To finish off the programme, the conference was led on a tour of a working institution, the Oper Graz. Like most European cities, Graz has had opera performance since the seventeenth century, originally in a questionable venue: a converted coach house. Opera eventually moved to the 1776 Schauspielhaus Graz, then to the Thalia-Theater, adapted in 1864 from an old circus hall, and then to the current 1899 theatre, which staged Wagner's Lohengrin as its first opera.

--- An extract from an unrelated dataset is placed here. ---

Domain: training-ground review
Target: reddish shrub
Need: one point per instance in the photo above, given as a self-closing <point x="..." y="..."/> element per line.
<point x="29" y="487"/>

Some years ago the building was sensitively but thoroughly overhauled, a process that modernized all aspects of staging but left the interior almost unchanged; those participants who attended Rossini's Il barbiere di Siviglia that evening were able to judge the results of these developments for themselves. The performance was an excellent, sociable end to the conference, but it was also a product of a working institution, the likes of which lay at the heart of the conference.